Girls and science at Avon Elementary

Matt Terrell
Vail CO, Colorado
Dominique Taylor/Vail DailyStudents, along with Vail Mountain School sophomore Holly Domke, back left, react as the "volcano" they created begins to explode. The girls are taking part of a new science program at Avon Elementary School.

AVON, Colorado ” You’ve likely seen this experiment in your lifetime ” baking soda, soap, vinegar and a little red food coloring trapped in a plastic bottle, the makings of a miniature volcano eruption.

A group of girls from Avon Elementary gathered around the soda jug after school, watching the chemical reaction push the pinkish foam out the top and over the side. They held a long sustained “ooooooh,” cheered, laughed, and as the eruption slowed down, they started shouting out questions. What was happening? Why was it happening? Why does it smell funny?

Teacher Lara Carlson said she never sees the girls this animated in class. They’re usually quiet and hesitant to raise their hands. Bringing out excitement for science is the point of this after-school program started by the Gore Range Natural Science School, called “Girls in Science.”

At the elementary age, many girls who enjoy learning about science seem to shy away from participation, often intimidated by the large class size and the presence of boys in the room, said Erin-Rose Schneider, the program’s coordinator.

The reality is that, for whatever reason, girls often lose interest in science as they get older and can’t imagine making a career out of science, Schneider said. The percentage of girls who believe that anyone can do well in math and science if they try declines from 90 percent to 71 percent from grades four to eight, and then to 46 percent by grade 12, according to the National Center for Education Statistics.

The idea of this program is to surround these girls with women role models who love science, and show them you can make a career out of being a scientist, said Schneider, who has degrees in bioengineering and environmental science, and worked as an engineer in an environmental consulting firm in Boulder.

“We want to show them that science isn’t boring, that science can be fun,” Schneider said.

Holly Domke, a sophomore at Vail Mountain School, does most of the teaching for the program. She said she’s loved science since she was a little kid. When she was home schooled, she always chose science over other subjects.

“I was always playing with bugs,” Domke said.

The atmosphere is relaxed and filled with laughter. The girls also are getting to study what they’re interested in. At their first session, they talked about all the things that scientists do and brainstormed all the things that they wanted to learn about. They’ll end up doing lessons on whatever gets them most excited.

They’ve already studied earthquakes, tsunamis and volcanoes. After Christmas break, they’ll likely study electricity and physics.

The girls were surprised to learn that there’s even a science to cooking.
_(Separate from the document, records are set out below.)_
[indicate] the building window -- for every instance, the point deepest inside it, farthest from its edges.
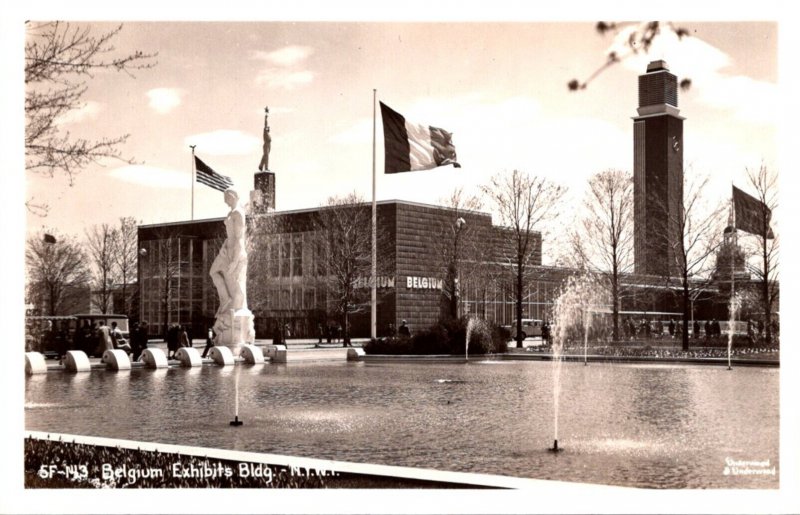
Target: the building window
(274, 259)
(297, 255)
(286, 249)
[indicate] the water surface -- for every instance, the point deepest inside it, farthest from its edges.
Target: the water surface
(659, 426)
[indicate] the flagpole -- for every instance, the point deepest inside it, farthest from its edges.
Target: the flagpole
(193, 172)
(374, 302)
(733, 258)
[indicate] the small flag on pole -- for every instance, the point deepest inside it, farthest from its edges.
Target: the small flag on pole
(751, 214)
(207, 176)
(410, 146)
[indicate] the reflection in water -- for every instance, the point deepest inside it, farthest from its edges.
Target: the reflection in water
(626, 425)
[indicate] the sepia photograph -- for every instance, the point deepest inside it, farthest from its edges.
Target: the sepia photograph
(362, 260)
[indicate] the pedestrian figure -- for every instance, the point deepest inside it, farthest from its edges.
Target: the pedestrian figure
(103, 338)
(115, 334)
(403, 330)
(546, 332)
(209, 342)
(172, 338)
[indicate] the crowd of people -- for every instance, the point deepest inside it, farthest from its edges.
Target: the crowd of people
(81, 464)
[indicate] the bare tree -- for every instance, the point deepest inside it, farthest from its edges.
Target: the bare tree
(100, 241)
(639, 38)
(343, 227)
(59, 59)
(57, 273)
(700, 226)
(765, 184)
(459, 250)
(603, 240)
(523, 202)
(125, 256)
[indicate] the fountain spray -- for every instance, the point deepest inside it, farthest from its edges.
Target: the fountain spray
(236, 422)
(733, 308)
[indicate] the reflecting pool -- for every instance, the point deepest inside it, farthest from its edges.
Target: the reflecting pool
(658, 426)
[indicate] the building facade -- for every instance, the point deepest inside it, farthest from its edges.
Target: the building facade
(289, 276)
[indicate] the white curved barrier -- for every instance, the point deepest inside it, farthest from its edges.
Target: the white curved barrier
(355, 354)
(154, 358)
(189, 357)
(221, 355)
(77, 361)
(116, 359)
(35, 363)
(252, 355)
(271, 351)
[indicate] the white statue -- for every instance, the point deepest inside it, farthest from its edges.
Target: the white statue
(229, 274)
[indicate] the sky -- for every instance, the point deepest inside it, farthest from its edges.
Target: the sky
(500, 88)
(494, 74)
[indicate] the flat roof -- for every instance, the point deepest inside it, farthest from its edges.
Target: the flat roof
(317, 208)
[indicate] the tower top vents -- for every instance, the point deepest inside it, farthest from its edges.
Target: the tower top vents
(658, 86)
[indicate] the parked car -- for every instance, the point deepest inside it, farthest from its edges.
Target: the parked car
(531, 328)
(53, 336)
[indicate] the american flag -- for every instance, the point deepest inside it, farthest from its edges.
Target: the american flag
(207, 176)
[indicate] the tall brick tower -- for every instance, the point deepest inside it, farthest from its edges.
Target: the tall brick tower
(657, 172)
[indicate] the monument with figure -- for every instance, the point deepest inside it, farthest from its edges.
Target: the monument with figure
(262, 198)
(264, 164)
(234, 322)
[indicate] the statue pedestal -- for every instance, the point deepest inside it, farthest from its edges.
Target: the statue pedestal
(234, 329)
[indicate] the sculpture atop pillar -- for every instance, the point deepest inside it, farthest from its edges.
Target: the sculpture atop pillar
(264, 164)
(234, 322)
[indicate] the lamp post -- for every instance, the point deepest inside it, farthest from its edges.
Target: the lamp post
(459, 226)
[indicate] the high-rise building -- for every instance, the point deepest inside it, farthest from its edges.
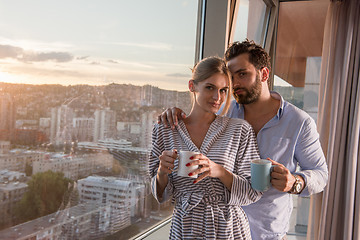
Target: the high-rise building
(109, 191)
(7, 116)
(148, 119)
(83, 129)
(61, 125)
(105, 124)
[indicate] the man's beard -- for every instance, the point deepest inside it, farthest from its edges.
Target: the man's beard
(251, 95)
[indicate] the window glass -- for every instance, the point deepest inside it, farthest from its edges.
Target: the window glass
(297, 72)
(81, 85)
(251, 21)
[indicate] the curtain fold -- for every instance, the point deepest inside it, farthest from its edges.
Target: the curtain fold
(334, 214)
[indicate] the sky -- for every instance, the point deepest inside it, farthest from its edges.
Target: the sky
(96, 42)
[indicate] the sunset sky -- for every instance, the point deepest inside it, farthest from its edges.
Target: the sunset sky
(97, 42)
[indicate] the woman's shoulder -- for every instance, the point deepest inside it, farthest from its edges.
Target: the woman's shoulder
(235, 121)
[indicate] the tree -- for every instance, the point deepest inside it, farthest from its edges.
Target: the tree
(46, 193)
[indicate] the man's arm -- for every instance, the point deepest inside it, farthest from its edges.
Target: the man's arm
(171, 116)
(311, 159)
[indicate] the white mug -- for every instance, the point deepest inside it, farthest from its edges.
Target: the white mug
(183, 159)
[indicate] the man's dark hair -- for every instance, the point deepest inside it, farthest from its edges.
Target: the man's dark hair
(257, 55)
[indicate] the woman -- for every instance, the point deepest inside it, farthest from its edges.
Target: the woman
(210, 206)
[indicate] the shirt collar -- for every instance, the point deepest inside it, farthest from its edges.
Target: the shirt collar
(277, 96)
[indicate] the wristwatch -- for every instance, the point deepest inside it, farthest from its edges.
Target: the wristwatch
(297, 187)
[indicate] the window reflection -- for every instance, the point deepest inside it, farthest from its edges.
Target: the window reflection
(79, 94)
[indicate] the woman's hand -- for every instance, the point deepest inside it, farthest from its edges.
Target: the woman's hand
(166, 166)
(210, 169)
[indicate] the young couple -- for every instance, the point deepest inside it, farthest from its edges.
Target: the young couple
(220, 203)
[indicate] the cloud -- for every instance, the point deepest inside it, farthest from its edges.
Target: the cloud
(113, 61)
(8, 51)
(179, 75)
(153, 45)
(82, 58)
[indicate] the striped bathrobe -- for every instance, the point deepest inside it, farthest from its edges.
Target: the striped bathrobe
(207, 209)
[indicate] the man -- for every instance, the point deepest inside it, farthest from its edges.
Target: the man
(285, 134)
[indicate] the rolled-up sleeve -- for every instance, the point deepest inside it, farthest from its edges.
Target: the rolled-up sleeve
(311, 159)
(241, 191)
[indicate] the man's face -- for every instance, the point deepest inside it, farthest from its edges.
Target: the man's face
(246, 79)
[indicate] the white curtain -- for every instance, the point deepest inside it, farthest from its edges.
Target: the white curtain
(334, 214)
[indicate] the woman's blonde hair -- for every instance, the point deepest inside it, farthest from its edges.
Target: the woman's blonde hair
(206, 68)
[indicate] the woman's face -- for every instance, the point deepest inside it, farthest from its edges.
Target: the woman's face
(210, 93)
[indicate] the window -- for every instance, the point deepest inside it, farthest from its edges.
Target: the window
(252, 21)
(81, 86)
(297, 70)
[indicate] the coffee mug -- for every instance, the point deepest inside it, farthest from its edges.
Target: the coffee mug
(260, 174)
(183, 159)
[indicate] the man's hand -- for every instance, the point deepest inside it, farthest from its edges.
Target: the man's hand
(171, 116)
(281, 177)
If they can figure out how to scientifically explain what happens when you make a pizza, they could end up making pizzas.

Groups like this are also important for the demographics at Avon Elementary, Schneider said. Many of the girls are learning English as a second language, and all the vocabulary learned in the science program is helpful.

Schneider said many of the girls’ parents work two jobs, and the kids often spend their time at home watching television. A program like this can keep them engaged and encourage their interest in college, she said.

Girls in Science is a first-year pilot program. It’s being funded by a grant from the United Way.